Nr. 486/487                                                      März/April 2025

 

 

KONFERENZ ÜBER STEUERGERECHTIGKEIT UND SOLIDARITÄT IM VATIKAN

Dutzende von Vertretern nationaler Regierungen und internationaler Organisationen kamen am 13. Februar im Vatikan zu einem hochrangigen Dialog über „Steuergerechtigkeit und Solidarität – Auf dem Weg zu einem inklusiven und nachhaltigen gemeinsamen Haus" zusammen. Die von der Päpstlichen Akademie der Sozialwissen­schaf­ten (PASS) gemeinsam mit der Unabhängigen Kommission zur Reform der internationalen Unternehmensbesteuerung (ICRICT)  organisierte Konferenz untersuchte die Art und Weise, wie das heutige internationale Steuersystem die weltweite Ungleichheit fördert. In seiner Er­öffnungsrede betonte Kardinalstaatssekretär Pietro Parolin die Notwendigkeit von „Rechtsstaatlichkeit, Unparteilichkeit und Transparenz“ in der Steuerpolitik – Werte, die Papst Franziskus als entscheidend ansieht, um globale Ungleichheiten zu überwinden.

Die Kernaussage der Konferenz war klar: Das derzeitige globale Steuersystem ist nicht mehr zeitgemäß. Es begünstigt multinationale Konzerne, vertieft soziale Ungleichheiten und erleichtert es den Wohlhabendsten, ihre Macht zu festigen. „Steuern müssen dem Gemein­wohl dienen und gerecht erhoben werden“, mahnte Kardinal Pietro Parolin.
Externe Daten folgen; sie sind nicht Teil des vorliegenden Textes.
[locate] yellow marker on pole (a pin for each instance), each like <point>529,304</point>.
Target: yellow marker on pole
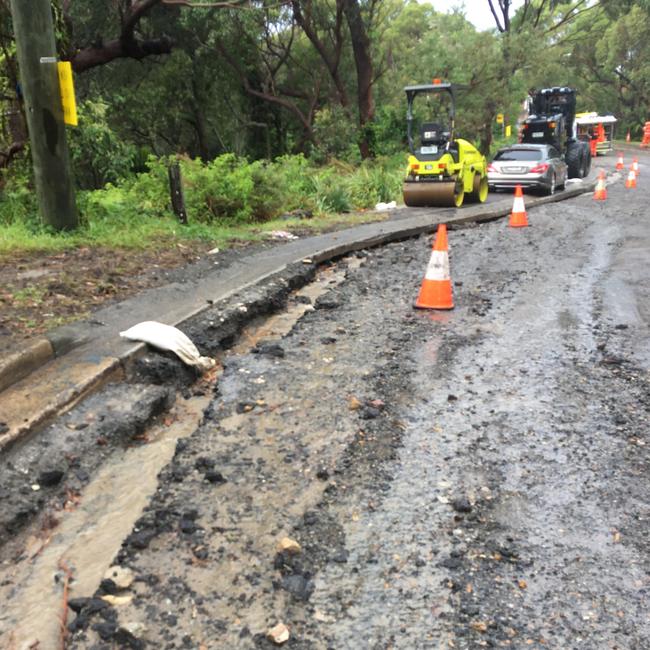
<point>67,93</point>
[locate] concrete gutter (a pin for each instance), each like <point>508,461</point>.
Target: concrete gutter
<point>76,359</point>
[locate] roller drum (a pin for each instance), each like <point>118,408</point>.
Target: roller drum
<point>433,194</point>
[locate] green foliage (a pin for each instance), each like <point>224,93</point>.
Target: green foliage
<point>336,135</point>
<point>99,155</point>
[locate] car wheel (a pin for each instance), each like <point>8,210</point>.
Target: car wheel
<point>551,187</point>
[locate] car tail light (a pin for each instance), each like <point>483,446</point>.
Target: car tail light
<point>538,169</point>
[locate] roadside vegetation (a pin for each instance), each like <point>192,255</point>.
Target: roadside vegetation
<point>289,115</point>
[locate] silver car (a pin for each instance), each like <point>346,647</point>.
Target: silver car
<point>534,166</point>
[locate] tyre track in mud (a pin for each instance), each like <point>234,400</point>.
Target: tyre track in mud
<point>485,489</point>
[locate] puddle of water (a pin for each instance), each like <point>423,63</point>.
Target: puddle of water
<point>89,537</point>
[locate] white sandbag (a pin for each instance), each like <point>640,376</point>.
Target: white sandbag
<point>166,337</point>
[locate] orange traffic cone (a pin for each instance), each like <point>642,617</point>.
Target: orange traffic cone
<point>601,191</point>
<point>518,216</point>
<point>435,292</point>
<point>619,162</point>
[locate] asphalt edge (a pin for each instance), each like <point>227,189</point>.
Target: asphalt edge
<point>18,365</point>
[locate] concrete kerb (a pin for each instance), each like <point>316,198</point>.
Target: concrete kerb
<point>17,366</point>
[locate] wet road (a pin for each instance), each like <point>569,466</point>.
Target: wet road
<point>464,479</point>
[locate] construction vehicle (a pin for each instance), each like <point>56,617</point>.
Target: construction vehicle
<point>553,121</point>
<point>442,169</point>
<point>597,130</point>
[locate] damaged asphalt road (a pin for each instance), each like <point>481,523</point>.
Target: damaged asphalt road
<point>465,479</point>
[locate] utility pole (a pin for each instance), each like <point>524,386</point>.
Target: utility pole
<point>36,49</point>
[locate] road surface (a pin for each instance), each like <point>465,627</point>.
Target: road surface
<point>463,479</point>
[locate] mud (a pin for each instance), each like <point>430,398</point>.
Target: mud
<point>469,479</point>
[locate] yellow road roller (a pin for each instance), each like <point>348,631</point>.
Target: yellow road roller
<point>442,170</point>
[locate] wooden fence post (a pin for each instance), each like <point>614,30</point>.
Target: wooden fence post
<point>176,191</point>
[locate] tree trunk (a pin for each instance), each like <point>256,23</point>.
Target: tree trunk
<point>365,73</point>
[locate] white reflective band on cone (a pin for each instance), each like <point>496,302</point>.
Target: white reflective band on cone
<point>438,268</point>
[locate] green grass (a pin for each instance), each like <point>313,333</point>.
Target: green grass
<point>227,200</point>
<point>163,232</point>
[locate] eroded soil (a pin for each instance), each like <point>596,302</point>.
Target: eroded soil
<point>475,478</point>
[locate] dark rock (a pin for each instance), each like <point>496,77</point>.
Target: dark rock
<point>310,518</point>
<point>140,540</point>
<point>369,413</point>
<point>269,349</point>
<point>125,639</point>
<point>51,477</point>
<point>327,302</point>
<point>177,472</point>
<point>105,630</point>
<point>200,553</point>
<point>187,526</point>
<point>461,504</point>
<point>215,477</point>
<point>203,463</point>
<point>298,586</point>
<point>77,604</point>
<point>107,586</point>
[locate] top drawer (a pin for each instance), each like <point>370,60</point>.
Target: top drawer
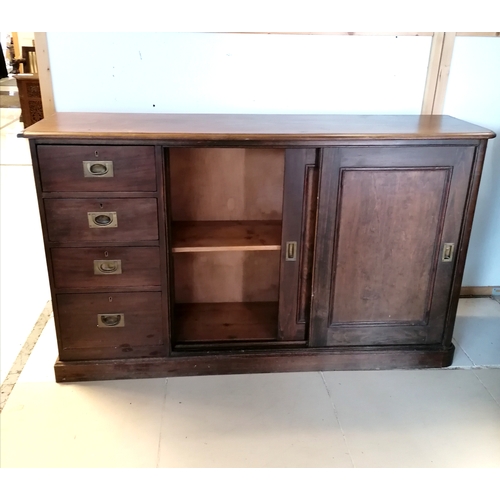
<point>89,168</point>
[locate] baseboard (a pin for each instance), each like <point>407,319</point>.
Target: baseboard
<point>477,291</point>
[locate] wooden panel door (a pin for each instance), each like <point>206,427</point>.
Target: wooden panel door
<point>389,219</point>
<point>297,245</point>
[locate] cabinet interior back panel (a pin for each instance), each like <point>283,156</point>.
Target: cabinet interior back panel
<point>227,277</point>
<point>226,184</point>
<point>388,226</point>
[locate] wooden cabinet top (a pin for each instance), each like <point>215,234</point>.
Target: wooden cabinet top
<point>280,129</point>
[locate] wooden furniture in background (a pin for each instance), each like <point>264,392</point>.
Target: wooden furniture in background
<point>205,244</point>
<point>30,98</point>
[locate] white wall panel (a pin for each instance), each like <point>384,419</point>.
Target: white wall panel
<point>474,95</point>
<point>232,73</point>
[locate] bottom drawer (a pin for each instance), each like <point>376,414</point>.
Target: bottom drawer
<point>109,325</point>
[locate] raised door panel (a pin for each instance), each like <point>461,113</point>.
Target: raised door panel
<point>387,216</point>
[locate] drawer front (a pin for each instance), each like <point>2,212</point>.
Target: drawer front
<point>122,220</point>
<point>106,267</point>
<point>97,168</point>
<point>121,321</point>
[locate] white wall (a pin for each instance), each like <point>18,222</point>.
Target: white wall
<point>230,73</point>
<point>474,95</point>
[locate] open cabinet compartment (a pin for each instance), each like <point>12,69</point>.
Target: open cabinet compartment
<point>226,210</point>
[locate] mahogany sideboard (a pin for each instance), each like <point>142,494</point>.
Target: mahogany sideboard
<point>214,244</point>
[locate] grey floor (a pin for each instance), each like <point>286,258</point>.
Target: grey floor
<point>414,418</point>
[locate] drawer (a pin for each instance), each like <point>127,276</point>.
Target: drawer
<point>124,220</point>
<point>121,322</point>
<point>106,267</point>
<point>97,168</point>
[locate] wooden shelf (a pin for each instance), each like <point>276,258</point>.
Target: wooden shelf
<point>220,236</point>
<point>226,321</point>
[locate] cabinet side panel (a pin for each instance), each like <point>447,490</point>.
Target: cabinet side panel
<point>388,227</point>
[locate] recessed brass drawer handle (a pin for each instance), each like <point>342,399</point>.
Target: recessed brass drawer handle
<point>448,250</point>
<point>98,169</point>
<point>102,219</point>
<point>107,267</point>
<point>291,251</point>
<point>110,320</point>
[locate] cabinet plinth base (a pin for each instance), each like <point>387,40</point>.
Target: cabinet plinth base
<point>255,362</point>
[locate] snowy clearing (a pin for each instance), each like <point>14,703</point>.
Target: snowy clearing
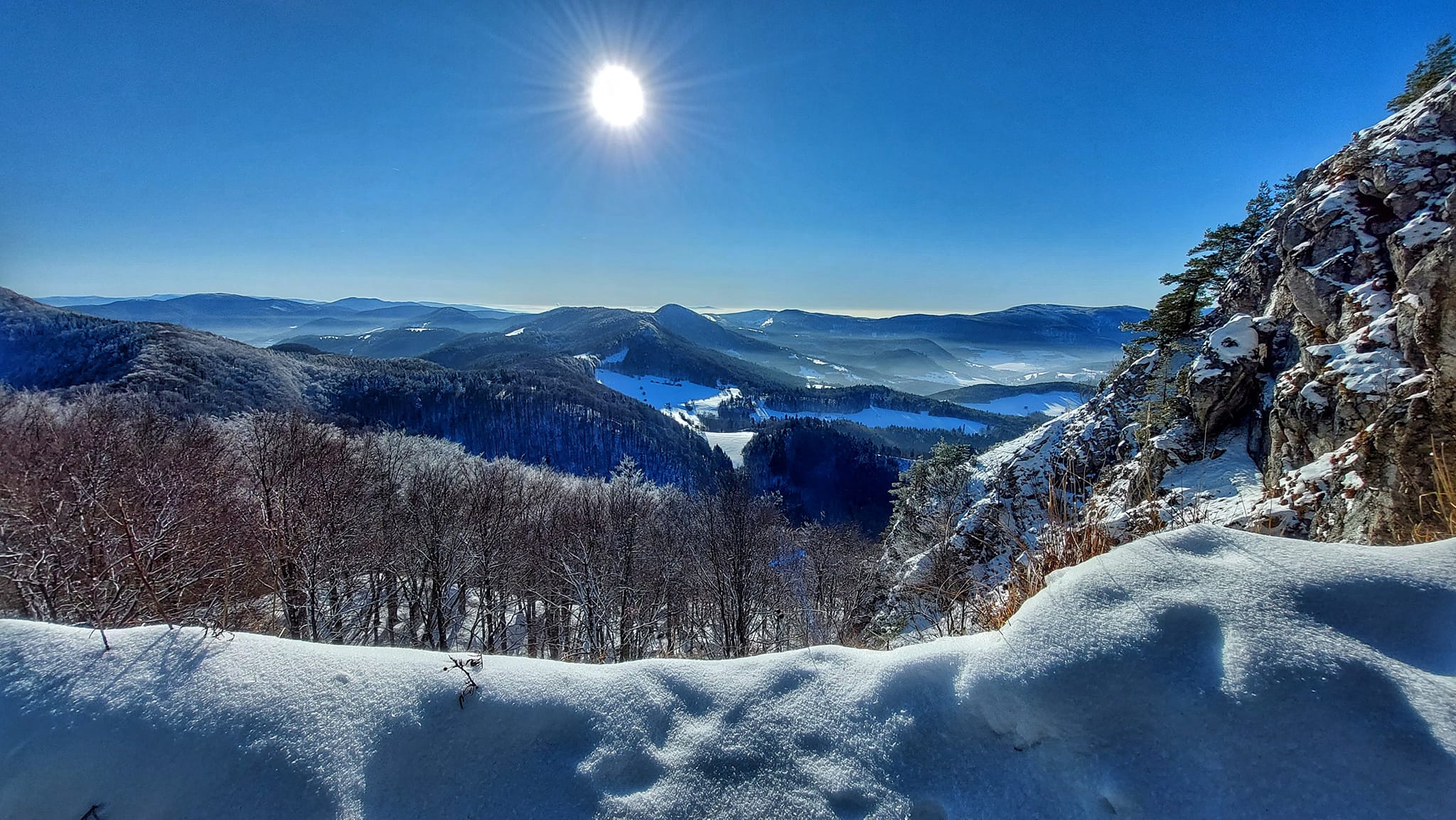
<point>686,398</point>
<point>1197,673</point>
<point>882,417</point>
<point>733,443</point>
<point>1025,404</point>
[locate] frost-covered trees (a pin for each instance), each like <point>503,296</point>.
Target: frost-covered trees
<point>117,513</point>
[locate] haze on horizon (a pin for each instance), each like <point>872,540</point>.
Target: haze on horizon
<point>832,158</point>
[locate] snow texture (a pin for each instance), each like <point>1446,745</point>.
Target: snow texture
<point>732,443</point>
<point>883,417</point>
<point>1025,404</point>
<point>1199,673</point>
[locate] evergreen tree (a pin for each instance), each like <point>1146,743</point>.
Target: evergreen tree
<point>1209,265</point>
<point>1439,62</point>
Doch diese Forderung sei nicht neu – ihre Umsetzung jedoch nach wie vor schwierig. Wie die Präsidentin der Päpstlichen Akademie der Sozialwissenschaften (PASS), Schwester Helen Alford, betonte, sei das internationale Steuersystem über 100 Jahre alt und nicht in der Lage, die Herausforderungen einer hochgradig globalisierten Welt zu bewältigen.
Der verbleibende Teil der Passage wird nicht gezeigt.